Sunday 11 December 2011

House of Footsteps

Before I left for Em's last night, Andy and myself were talking; 'It only happens when you're not here. The door of your room keeps rattling'. It is a very rattly flat we live in. The doors are not snug in their frames, and there is the cat-flap too, which, despite Andy's best efforts with masking tape, we are unable to have shut properly. 'Sometimes that cat-flap sounds like someone coming up the stairs'.
Moment frozen, for some reason. In the kitchen, comfy yellow light, and I have to go outside. I'm sat on one of the chairs and Andy is bustling about.
Yes, I've had that too, the cat-flap rustling, and it sounds exactly like someone coming up the stairs. When I've been alone in the flat, the noise has so perturbed me that I have approached the landing cautiously, glanced down, and nothing of course. The frosted glass of the front door. Twilight fragments and angles of the Mews outside.
The steep and narrow stairs lead straight up and into a hallway that splits the flat in two. On the left hand side the living room and my room, and the right Andy's room, the bathroom and the kitchen. For some reason this stairway corridor reminds me of a light blue, the shade of a rainy pre-twilight daydream.

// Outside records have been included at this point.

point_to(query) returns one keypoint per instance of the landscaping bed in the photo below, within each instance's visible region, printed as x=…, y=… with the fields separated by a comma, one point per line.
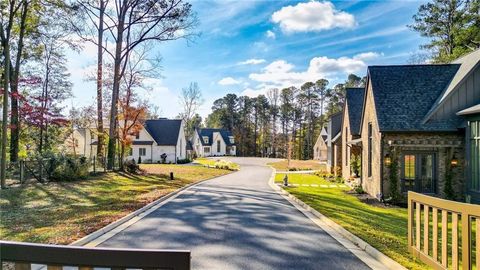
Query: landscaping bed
x=385, y=228
x=298, y=165
x=62, y=212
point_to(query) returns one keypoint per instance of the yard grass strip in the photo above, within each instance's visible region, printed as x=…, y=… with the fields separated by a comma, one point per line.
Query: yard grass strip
x=62, y=212
x=385, y=228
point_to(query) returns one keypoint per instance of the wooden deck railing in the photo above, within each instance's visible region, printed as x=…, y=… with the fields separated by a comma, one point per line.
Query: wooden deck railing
x=453, y=244
x=22, y=255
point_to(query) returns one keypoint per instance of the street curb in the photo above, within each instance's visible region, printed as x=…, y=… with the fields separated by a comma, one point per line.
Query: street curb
x=385, y=261
x=101, y=235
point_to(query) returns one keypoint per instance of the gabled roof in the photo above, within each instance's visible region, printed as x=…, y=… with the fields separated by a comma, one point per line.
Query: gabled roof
x=404, y=94
x=209, y=133
x=467, y=64
x=472, y=110
x=164, y=131
x=336, y=119
x=354, y=103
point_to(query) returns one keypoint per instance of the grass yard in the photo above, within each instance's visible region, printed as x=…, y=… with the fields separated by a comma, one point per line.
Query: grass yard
x=62, y=212
x=213, y=161
x=383, y=228
x=299, y=165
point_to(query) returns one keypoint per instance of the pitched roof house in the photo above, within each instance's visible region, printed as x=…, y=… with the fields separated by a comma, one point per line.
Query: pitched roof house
x=352, y=112
x=213, y=142
x=162, y=140
x=409, y=118
x=334, y=145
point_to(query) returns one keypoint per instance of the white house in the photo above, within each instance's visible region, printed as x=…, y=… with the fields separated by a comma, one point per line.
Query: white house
x=213, y=142
x=320, y=149
x=161, y=141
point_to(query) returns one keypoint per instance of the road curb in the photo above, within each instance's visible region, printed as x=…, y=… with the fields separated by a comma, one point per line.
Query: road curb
x=101, y=235
x=383, y=261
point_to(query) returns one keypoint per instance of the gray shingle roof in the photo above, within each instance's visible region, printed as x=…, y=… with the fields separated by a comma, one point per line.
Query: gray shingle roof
x=336, y=119
x=354, y=102
x=209, y=133
x=164, y=131
x=405, y=94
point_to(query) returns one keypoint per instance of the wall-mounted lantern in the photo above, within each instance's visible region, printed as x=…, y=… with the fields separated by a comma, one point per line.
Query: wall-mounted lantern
x=388, y=160
x=454, y=161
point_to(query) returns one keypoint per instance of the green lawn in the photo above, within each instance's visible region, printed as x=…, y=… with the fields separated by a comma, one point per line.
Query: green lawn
x=383, y=228
x=216, y=161
x=62, y=212
x=299, y=165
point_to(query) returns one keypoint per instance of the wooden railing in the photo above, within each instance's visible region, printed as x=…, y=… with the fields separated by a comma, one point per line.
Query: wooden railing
x=453, y=244
x=22, y=255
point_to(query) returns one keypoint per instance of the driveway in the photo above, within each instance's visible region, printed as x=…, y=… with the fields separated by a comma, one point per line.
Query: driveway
x=238, y=222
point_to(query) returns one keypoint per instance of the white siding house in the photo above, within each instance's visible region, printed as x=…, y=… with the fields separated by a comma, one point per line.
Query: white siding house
x=213, y=142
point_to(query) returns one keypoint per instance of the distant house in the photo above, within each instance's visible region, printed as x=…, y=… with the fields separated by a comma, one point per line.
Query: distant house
x=162, y=140
x=320, y=148
x=426, y=119
x=213, y=142
x=352, y=113
x=334, y=143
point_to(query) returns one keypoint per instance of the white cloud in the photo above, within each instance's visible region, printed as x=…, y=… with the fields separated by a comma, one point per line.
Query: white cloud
x=282, y=74
x=312, y=16
x=270, y=34
x=252, y=61
x=228, y=81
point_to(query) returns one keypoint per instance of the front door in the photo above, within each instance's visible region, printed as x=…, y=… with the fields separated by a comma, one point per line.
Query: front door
x=418, y=172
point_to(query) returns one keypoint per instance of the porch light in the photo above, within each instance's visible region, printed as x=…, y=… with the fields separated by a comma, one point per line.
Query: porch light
x=388, y=160
x=454, y=161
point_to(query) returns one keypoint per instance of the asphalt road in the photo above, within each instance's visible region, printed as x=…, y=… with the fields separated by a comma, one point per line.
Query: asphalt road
x=238, y=222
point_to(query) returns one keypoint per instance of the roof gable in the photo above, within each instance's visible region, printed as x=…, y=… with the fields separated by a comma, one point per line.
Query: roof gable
x=404, y=94
x=164, y=131
x=354, y=103
x=208, y=132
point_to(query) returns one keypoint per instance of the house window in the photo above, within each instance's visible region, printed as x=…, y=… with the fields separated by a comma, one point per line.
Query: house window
x=475, y=155
x=346, y=147
x=370, y=139
x=418, y=172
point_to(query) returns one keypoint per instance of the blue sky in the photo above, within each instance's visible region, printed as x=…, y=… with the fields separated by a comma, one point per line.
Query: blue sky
x=247, y=47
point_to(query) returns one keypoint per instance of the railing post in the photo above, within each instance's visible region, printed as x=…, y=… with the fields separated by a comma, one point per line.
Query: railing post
x=466, y=246
x=410, y=221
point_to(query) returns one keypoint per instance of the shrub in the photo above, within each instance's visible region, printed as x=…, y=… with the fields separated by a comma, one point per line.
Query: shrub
x=226, y=165
x=183, y=161
x=131, y=166
x=66, y=168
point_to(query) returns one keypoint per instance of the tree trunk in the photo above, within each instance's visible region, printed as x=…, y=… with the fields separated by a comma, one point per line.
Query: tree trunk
x=100, y=82
x=3, y=166
x=14, y=119
x=115, y=92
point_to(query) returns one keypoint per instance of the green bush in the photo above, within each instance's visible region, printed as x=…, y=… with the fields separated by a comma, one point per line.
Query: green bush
x=226, y=165
x=131, y=166
x=183, y=161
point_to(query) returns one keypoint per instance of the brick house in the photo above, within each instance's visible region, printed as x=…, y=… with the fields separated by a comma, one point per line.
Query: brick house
x=423, y=119
x=352, y=112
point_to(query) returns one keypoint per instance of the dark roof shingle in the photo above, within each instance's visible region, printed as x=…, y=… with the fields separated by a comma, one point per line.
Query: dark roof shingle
x=209, y=133
x=354, y=97
x=164, y=131
x=404, y=94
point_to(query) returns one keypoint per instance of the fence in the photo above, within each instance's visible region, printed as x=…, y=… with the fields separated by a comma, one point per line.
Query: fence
x=459, y=241
x=23, y=255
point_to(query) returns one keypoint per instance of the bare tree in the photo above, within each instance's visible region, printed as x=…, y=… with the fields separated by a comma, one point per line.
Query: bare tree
x=190, y=99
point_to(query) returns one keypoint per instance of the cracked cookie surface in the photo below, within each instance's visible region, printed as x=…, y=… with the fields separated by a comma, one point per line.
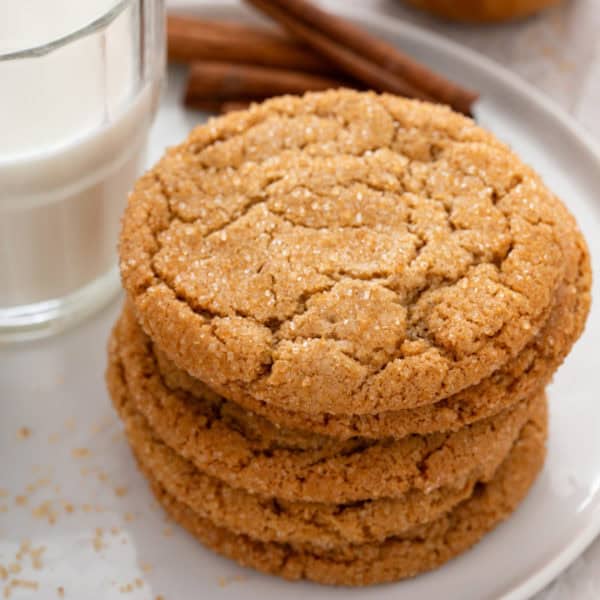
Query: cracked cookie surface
x=249, y=452
x=343, y=252
x=419, y=549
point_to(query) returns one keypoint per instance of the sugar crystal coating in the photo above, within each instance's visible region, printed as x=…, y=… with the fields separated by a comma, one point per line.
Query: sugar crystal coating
x=343, y=252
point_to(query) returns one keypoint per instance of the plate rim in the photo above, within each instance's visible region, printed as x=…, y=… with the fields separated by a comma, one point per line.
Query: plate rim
x=548, y=108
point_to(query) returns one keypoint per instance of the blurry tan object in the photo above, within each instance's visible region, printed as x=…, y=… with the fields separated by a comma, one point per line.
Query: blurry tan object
x=482, y=11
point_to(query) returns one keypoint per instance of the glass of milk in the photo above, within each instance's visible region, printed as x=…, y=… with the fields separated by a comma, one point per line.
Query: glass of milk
x=79, y=84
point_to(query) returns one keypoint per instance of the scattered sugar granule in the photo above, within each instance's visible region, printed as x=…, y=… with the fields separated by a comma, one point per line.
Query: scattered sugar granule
x=80, y=452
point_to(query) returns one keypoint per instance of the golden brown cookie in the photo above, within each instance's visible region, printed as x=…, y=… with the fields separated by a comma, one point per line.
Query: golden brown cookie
x=344, y=252
x=529, y=371
x=301, y=466
x=420, y=549
x=483, y=11
x=270, y=519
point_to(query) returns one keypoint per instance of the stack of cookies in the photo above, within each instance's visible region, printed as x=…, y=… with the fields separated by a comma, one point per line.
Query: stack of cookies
x=342, y=312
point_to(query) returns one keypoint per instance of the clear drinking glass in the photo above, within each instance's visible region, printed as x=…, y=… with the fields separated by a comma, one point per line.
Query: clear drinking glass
x=79, y=88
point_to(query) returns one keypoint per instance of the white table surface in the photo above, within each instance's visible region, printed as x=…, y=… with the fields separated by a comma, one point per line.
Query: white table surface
x=559, y=53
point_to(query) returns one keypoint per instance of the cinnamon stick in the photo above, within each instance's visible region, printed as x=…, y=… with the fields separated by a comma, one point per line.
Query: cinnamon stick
x=322, y=31
x=190, y=39
x=348, y=61
x=216, y=81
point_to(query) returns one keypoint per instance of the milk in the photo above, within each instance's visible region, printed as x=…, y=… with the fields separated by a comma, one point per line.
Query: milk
x=73, y=129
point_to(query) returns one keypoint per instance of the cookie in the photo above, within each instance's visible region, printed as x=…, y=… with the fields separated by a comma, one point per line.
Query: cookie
x=270, y=519
x=343, y=252
x=475, y=11
x=264, y=462
x=420, y=549
x=529, y=371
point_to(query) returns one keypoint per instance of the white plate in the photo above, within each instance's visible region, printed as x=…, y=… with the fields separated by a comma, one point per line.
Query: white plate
x=55, y=387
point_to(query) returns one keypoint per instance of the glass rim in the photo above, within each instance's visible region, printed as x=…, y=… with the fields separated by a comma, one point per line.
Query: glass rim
x=92, y=27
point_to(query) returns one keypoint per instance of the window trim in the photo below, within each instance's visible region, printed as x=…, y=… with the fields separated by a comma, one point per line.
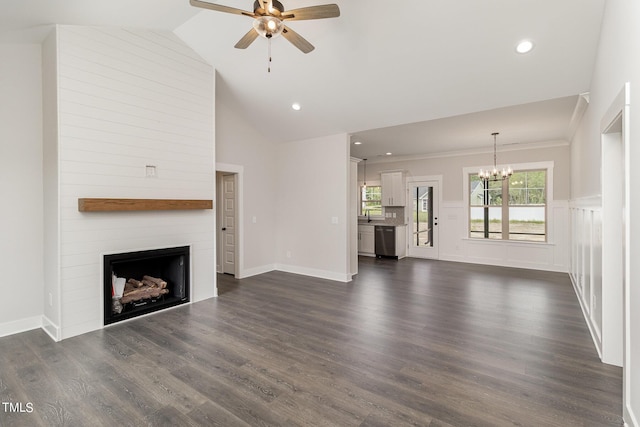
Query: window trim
x=547, y=165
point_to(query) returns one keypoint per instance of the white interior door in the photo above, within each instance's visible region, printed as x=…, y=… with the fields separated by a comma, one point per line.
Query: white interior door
x=229, y=224
x=422, y=219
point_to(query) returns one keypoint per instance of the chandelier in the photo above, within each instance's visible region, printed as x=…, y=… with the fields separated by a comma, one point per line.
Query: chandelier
x=495, y=174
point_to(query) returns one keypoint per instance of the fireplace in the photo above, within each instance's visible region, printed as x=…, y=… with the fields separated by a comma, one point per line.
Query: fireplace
x=142, y=282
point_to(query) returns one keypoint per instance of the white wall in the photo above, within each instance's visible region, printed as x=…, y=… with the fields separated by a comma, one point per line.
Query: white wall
x=454, y=244
x=127, y=99
x=21, y=241
x=241, y=146
x=313, y=207
x=618, y=62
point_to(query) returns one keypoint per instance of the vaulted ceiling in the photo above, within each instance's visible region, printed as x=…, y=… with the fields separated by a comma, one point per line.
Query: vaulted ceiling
x=404, y=77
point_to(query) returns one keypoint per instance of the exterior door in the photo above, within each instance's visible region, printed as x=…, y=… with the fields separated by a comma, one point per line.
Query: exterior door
x=422, y=219
x=229, y=224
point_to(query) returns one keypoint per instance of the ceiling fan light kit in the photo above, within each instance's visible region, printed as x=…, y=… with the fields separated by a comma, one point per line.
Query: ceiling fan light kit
x=269, y=20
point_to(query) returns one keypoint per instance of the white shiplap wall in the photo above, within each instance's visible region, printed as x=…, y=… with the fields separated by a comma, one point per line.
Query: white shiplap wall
x=127, y=99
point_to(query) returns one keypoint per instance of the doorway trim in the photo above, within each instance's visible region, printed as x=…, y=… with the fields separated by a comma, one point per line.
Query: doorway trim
x=616, y=260
x=418, y=180
x=238, y=170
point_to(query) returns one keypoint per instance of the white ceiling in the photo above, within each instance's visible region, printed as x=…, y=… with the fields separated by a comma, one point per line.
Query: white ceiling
x=380, y=65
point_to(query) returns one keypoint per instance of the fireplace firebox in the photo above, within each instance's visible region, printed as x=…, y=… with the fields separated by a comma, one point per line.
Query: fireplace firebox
x=142, y=282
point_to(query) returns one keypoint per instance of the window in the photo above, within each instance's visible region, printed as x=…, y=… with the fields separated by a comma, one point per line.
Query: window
x=513, y=209
x=371, y=200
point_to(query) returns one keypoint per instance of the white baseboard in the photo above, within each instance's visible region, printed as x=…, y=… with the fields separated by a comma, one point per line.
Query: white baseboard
x=51, y=328
x=248, y=272
x=21, y=325
x=322, y=274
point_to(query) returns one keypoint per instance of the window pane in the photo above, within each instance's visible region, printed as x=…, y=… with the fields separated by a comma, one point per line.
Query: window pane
x=476, y=189
x=477, y=222
x=527, y=223
x=495, y=223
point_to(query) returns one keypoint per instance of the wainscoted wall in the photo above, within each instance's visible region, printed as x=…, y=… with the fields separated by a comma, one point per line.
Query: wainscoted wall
x=122, y=100
x=586, y=263
x=549, y=256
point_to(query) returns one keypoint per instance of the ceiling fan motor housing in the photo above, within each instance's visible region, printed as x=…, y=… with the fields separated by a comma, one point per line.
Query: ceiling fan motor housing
x=274, y=3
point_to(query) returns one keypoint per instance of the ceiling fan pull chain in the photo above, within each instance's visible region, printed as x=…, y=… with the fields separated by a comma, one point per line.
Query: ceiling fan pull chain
x=269, y=63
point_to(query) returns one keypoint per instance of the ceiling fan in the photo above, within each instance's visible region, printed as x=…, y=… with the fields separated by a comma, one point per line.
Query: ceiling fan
x=269, y=17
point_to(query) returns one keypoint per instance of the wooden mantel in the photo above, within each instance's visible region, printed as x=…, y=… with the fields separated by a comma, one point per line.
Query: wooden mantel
x=115, y=205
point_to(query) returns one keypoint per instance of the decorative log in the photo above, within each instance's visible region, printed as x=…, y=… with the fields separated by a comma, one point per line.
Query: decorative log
x=159, y=282
x=143, y=293
x=135, y=283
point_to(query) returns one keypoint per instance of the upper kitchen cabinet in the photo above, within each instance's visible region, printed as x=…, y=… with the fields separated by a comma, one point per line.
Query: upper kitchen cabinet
x=393, y=189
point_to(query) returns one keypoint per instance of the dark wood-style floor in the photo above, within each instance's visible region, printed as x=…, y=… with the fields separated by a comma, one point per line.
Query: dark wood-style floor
x=409, y=342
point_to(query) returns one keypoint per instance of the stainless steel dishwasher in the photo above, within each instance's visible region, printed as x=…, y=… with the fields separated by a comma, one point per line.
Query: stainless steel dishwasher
x=385, y=240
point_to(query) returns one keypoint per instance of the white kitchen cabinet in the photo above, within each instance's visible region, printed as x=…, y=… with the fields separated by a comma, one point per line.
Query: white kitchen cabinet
x=366, y=240
x=393, y=189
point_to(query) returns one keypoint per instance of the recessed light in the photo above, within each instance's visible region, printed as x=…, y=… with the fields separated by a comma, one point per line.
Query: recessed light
x=524, y=46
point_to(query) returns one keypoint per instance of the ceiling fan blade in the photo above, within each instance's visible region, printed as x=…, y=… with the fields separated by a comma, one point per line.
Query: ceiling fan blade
x=247, y=39
x=220, y=8
x=313, y=12
x=297, y=40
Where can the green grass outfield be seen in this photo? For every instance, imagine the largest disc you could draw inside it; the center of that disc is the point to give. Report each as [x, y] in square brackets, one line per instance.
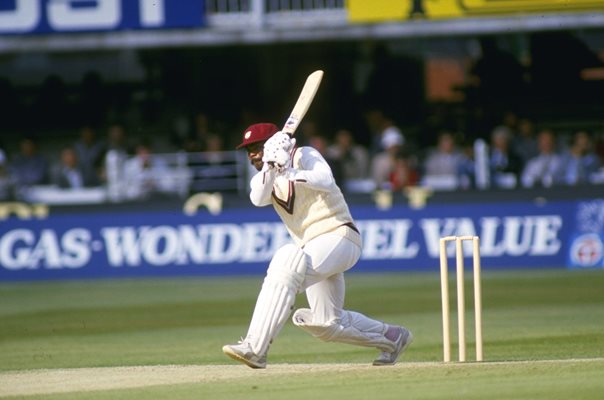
[146, 339]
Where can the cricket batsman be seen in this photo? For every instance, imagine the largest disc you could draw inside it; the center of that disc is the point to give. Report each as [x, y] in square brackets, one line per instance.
[299, 184]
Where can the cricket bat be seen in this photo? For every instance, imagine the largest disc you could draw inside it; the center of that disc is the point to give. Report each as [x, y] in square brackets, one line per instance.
[304, 100]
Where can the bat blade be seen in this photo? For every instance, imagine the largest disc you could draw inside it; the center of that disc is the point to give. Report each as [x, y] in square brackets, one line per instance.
[304, 100]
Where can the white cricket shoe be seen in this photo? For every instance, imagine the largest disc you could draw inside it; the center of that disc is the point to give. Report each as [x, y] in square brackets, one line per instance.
[242, 352]
[404, 340]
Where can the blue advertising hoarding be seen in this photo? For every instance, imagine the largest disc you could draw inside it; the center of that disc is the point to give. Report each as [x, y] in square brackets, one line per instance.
[63, 16]
[237, 241]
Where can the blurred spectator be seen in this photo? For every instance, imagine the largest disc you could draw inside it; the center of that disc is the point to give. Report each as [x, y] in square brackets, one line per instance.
[5, 183]
[380, 127]
[28, 167]
[89, 152]
[541, 169]
[524, 143]
[445, 166]
[579, 162]
[116, 149]
[383, 163]
[117, 140]
[353, 158]
[404, 172]
[68, 174]
[504, 164]
[146, 174]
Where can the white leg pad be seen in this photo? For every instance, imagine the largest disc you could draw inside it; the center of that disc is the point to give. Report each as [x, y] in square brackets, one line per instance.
[352, 328]
[284, 277]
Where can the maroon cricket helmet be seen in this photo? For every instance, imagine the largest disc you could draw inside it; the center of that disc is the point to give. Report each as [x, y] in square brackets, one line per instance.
[258, 133]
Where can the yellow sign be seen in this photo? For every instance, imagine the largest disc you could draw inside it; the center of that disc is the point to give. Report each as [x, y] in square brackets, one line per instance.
[377, 10]
[383, 10]
[23, 210]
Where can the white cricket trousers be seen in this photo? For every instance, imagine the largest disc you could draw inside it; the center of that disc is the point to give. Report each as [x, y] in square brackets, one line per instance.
[329, 255]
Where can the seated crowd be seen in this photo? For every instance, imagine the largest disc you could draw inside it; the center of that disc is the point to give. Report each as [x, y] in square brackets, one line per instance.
[514, 157]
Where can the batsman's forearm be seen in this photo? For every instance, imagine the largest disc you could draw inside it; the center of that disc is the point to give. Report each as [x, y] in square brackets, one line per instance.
[262, 186]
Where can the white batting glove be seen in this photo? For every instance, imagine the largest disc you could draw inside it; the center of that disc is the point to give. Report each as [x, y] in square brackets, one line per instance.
[281, 140]
[276, 157]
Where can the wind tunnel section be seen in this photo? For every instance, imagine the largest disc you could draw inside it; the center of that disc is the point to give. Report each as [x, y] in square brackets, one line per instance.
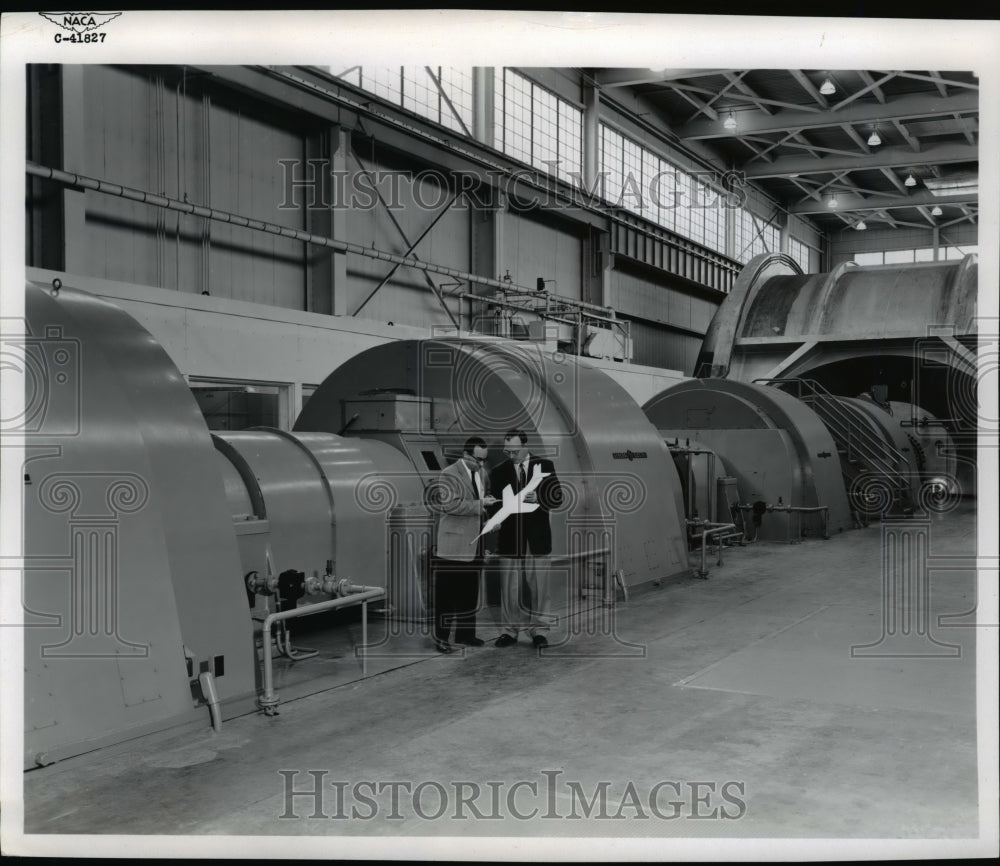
[324, 507]
[776, 471]
[621, 496]
[134, 615]
[161, 561]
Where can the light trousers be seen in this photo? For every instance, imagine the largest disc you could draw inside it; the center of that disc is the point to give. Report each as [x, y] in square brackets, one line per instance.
[515, 614]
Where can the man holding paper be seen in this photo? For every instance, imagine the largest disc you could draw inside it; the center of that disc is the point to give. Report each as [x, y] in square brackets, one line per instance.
[524, 537]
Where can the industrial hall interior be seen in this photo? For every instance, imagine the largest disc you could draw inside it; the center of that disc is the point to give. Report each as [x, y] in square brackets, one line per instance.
[439, 451]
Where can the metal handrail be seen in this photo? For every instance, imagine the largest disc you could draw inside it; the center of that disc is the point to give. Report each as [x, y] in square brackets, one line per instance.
[863, 441]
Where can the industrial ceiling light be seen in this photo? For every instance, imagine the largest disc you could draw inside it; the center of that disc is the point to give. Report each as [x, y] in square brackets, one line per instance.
[959, 185]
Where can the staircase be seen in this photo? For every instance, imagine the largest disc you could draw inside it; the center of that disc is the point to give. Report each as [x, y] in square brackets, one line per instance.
[876, 474]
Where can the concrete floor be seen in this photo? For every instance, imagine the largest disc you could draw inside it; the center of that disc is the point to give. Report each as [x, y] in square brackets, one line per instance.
[733, 704]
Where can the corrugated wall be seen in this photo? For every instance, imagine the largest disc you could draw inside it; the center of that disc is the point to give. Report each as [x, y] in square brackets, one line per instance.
[421, 196]
[532, 249]
[171, 137]
[655, 308]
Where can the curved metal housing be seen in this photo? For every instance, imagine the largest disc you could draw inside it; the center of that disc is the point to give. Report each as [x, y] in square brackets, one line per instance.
[776, 447]
[321, 498]
[620, 486]
[780, 322]
[132, 580]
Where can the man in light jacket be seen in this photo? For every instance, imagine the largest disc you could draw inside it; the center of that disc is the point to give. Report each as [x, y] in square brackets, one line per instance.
[459, 497]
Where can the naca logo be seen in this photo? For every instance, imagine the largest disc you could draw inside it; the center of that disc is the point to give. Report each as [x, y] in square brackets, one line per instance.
[80, 22]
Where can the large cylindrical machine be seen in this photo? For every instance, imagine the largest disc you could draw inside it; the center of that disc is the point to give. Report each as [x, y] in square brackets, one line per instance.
[903, 333]
[427, 397]
[131, 584]
[778, 450]
[323, 504]
[147, 539]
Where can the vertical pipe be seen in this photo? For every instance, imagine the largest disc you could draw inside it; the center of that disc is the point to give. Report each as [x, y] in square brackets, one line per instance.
[482, 104]
[591, 127]
[364, 639]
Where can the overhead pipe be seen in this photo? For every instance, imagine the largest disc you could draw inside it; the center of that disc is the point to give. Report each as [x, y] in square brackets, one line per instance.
[707, 530]
[72, 179]
[356, 595]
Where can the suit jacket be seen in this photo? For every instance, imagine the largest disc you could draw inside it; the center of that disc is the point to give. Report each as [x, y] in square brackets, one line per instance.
[458, 511]
[526, 534]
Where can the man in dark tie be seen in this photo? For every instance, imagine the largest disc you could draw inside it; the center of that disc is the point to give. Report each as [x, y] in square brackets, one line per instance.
[459, 497]
[522, 540]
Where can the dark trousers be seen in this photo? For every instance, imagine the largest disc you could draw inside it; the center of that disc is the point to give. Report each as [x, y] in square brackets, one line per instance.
[456, 597]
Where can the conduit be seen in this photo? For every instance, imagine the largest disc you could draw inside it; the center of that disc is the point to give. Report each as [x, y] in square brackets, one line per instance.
[358, 595]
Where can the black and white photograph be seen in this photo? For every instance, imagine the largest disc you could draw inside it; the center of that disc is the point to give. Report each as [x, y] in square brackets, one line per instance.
[495, 435]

Something about living in an old place though. Something undefined and indescribable. A feeling of falling perhaps, a not unpleasant sensation of sinking through water. All those imagined years, all those imagined histories.
What is now the workshops below us - the carpenters and furniture makers - was at one time stables, these flats above used as accommodation for the coach men. Old black and white photographs from the 1800s, grainy things showing the church and the Mews, in a bleak landscape devoid of anything but snow-bleach fields and a threatening, burdened distance.
Came back this afternoon, with a narrow coffin-white cabinet I found on the streets last night. Andy tells me how he stayed up late last night -2:30am - but was woken this morning at 9:00am, by the door of my room rattling. He goes on to say that as he lay there listening, he became convinced that there was the sound of footsteps in my room, of someone shuffling about. I switch the light on in my room, wait for the light bulb to warm up. Bleak uncomfortable shadows. 'Exactly like someone moving about'.
I'm alone in the house now, and there is that feeling about it, an expectancy in the architecture, in the cold flow of the kitchen and the stairs. A radio turned on low in another room, but when you open the door, you remember there is no radio there.
The door rattles in the frame. Rumours of a door opening.
I wait for the sound of footsteps even though I am alone here.